An agreement between Robert Mueller and Democrats in Congress may have been reached, which will delay the former special counsel’s planned testimony by a week.
Politico reported on Friday that the House Judiciary and Intelligence committees, which had originally intended to meet with Mueller to speak with him for two hours each on July 17, will instead meet with him on July 24.
Lawmakers told the publication that the delay is being made to allow more preparation so that members on the Judiciary Committee can have an extra hour to speak with Mueller.
But other reports detail that members of the committees are still planning to hold the hearings next week, in spite of the reporting from Politico and other news outlets. A committee aide emailed the Reuters news agency, saying, “At this moment we still plan to have our hearing on the 17th and we will let you know if that changes.”
“At this moment we still plan to have our hearing on the 17th and we will let you know if that changes.”#RobertMueller’s scheduled testimony is still expected to go ahead on July 17, despite reports that the hearing was possibly delayed by one week. https://t.co/ROrPTH83Jz
— The Epoch Times (@EpochTimes) July 12, 2019
The initial plan to have Mueller speak for only two hours would have resulted in freshmen members of the committee being unable to have their turn to ask the former special counsel questions, a move that many Republican lawmakers on the committee had spoken out against. By adding a third hour, Mueller can be questioned by these freshmen lawmakers as well.
Mueller had been reluctant to speak before any congressional committees about the report that bears his name, which details connections between the Trump campaign in 2016 and Russians during the election year.

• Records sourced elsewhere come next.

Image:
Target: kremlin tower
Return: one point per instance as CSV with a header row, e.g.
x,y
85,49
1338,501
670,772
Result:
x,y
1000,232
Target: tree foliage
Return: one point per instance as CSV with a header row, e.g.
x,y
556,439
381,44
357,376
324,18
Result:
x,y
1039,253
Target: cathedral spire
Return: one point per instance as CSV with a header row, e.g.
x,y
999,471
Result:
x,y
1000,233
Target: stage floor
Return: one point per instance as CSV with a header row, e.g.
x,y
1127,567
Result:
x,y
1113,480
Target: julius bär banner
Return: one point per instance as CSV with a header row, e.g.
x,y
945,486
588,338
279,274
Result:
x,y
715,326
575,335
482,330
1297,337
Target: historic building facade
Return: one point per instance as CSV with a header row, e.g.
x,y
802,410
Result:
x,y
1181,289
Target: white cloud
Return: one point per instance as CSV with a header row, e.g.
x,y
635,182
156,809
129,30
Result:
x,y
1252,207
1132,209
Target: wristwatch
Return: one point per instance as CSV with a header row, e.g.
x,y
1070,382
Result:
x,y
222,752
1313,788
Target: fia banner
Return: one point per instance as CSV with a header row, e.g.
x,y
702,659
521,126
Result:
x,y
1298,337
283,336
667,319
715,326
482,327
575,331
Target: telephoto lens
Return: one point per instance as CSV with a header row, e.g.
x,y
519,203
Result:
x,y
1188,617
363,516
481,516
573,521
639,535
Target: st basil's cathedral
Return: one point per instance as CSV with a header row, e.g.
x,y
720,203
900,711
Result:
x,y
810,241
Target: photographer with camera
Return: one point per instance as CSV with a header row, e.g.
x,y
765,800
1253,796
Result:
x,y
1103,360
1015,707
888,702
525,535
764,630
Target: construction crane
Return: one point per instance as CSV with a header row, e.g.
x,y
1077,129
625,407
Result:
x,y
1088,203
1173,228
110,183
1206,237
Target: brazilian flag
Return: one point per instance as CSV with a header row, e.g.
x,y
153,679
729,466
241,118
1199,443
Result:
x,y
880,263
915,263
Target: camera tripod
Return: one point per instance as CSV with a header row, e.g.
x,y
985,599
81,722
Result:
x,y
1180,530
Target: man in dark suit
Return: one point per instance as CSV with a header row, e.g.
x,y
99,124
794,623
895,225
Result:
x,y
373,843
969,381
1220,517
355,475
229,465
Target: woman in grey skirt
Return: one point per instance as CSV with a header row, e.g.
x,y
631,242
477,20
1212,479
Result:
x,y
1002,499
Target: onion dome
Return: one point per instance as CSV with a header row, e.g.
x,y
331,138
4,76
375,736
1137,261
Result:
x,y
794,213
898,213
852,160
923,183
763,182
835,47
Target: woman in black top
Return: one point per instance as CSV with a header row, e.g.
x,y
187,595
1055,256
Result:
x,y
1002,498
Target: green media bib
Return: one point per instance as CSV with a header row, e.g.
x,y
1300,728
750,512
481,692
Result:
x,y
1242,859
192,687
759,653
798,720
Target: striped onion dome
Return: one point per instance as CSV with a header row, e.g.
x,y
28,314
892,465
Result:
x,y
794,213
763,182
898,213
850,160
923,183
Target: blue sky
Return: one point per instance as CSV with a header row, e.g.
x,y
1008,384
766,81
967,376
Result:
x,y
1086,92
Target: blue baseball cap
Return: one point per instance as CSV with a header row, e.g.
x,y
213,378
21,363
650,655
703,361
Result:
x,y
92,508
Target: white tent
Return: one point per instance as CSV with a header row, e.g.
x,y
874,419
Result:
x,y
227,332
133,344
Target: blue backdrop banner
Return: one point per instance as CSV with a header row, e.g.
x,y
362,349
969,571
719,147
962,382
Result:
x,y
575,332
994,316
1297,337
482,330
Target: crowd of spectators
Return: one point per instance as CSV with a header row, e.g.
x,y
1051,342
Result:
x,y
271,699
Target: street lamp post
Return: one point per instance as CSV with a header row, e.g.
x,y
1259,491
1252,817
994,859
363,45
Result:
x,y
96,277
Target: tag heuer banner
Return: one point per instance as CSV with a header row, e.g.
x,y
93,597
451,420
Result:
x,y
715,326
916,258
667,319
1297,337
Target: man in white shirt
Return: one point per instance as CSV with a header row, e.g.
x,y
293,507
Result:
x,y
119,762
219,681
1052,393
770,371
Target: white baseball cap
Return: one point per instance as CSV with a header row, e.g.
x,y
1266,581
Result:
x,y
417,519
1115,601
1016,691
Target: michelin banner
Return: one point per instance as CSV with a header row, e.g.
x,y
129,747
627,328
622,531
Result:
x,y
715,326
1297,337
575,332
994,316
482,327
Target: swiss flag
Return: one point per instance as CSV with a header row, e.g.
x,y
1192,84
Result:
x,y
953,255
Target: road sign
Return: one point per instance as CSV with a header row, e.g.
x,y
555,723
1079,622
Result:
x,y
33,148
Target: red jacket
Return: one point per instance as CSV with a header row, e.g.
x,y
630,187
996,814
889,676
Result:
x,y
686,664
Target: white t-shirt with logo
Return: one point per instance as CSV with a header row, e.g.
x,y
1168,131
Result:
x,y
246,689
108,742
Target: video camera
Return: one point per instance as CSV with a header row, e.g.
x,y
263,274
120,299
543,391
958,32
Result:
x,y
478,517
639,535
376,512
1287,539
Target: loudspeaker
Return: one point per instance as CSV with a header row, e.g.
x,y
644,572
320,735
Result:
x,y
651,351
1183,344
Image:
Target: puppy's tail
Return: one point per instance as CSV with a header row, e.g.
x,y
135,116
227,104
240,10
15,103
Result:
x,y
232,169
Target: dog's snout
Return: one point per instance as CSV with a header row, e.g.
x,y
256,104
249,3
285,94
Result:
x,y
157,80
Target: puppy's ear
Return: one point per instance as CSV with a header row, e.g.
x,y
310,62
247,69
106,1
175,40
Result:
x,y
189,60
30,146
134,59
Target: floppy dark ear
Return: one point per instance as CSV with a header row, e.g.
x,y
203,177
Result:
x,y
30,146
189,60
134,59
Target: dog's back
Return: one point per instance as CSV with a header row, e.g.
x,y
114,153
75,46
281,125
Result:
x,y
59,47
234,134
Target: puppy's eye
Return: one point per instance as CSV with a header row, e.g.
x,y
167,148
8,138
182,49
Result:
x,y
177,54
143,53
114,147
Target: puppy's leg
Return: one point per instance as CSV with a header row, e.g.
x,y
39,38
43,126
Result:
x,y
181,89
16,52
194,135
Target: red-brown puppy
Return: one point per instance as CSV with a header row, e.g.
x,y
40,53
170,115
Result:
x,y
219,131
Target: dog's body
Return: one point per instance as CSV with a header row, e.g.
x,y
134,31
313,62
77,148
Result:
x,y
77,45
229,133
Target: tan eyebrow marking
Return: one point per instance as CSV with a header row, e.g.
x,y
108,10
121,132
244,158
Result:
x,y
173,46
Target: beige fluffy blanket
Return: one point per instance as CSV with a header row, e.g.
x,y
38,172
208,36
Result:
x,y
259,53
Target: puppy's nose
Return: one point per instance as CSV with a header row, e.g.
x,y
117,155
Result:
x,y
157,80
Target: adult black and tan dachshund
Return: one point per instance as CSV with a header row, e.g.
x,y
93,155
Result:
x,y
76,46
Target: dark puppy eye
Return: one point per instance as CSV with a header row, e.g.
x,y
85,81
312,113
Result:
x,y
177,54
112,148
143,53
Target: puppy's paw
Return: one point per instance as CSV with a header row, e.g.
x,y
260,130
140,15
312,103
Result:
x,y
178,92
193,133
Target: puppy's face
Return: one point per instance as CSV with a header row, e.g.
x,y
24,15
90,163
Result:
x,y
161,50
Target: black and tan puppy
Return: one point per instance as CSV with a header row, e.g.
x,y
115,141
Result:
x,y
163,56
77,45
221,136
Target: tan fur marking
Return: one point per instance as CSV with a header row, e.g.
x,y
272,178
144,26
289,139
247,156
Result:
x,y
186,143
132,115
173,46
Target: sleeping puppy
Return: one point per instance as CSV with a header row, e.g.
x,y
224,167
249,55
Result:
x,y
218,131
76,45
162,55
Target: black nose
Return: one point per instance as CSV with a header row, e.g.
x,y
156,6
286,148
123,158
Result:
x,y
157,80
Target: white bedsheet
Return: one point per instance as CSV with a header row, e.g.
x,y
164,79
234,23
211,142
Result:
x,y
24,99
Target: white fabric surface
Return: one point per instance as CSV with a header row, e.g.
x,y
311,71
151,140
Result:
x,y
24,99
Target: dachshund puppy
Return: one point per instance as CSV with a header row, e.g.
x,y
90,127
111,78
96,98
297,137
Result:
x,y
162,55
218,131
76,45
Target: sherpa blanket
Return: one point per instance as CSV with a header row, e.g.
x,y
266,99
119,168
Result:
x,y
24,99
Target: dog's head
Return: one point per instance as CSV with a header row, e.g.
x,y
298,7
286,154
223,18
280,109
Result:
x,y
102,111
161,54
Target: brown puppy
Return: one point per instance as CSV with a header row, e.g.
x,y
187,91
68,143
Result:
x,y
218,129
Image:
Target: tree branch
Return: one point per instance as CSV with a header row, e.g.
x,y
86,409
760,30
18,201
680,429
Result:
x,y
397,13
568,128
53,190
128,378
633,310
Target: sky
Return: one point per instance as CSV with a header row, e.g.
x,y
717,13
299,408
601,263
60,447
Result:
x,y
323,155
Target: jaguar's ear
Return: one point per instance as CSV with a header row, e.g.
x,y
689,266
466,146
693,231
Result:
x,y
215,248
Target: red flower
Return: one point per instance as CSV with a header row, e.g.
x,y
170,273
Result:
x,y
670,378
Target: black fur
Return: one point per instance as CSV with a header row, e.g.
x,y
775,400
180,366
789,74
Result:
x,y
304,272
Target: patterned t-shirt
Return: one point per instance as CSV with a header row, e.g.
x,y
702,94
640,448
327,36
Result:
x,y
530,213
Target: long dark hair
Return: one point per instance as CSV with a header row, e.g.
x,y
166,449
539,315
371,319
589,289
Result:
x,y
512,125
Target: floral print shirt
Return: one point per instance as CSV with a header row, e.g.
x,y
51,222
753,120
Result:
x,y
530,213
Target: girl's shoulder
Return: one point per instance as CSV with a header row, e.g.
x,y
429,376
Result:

Although the report found that there wasn’t any substantial evidence linking the two, in terms of unlawful coordination, the Mueller report did suggest that Trump may have committed acts of obstruction of justice, with Mueller detailing at least 10 instances of that possibly occurring during the course of the investigation, Vox reported.
“If we had confidence that the president clearly did not commit a crime, we would have said so,” Mueller said in May, quoting a specific passage within his report, per previous reporting from HillReporter.com.
In that same press conference, Mueller announced he was stepping down from the position as special counsel. He implied at that time that he preferred not to testify before Congress about his findings. “The report is my testimony,” he said at the time.
Mueller later agreed to testify after he was subpoenaed by both House committees in June.
The one-week delay in the Mueller hearing is bad news. Slippage toward the summer recess, building up unrealistic expectations, creating more opportunities for Trump and his henchman Barr to engage in witness tampering. Watch out!
— Laurence Tribe (@tribelaw) July 12, 2019
Harvard Law school’s Laurence Tribe described the delay as “bad news” in a tweet he authored shortly after it was announced.
There will be “slippage toward the summer recess, building up unrealistic expectations, creating more opportunities for Trump and his henchman Barr to engage in witness tampering,” Tribe explained.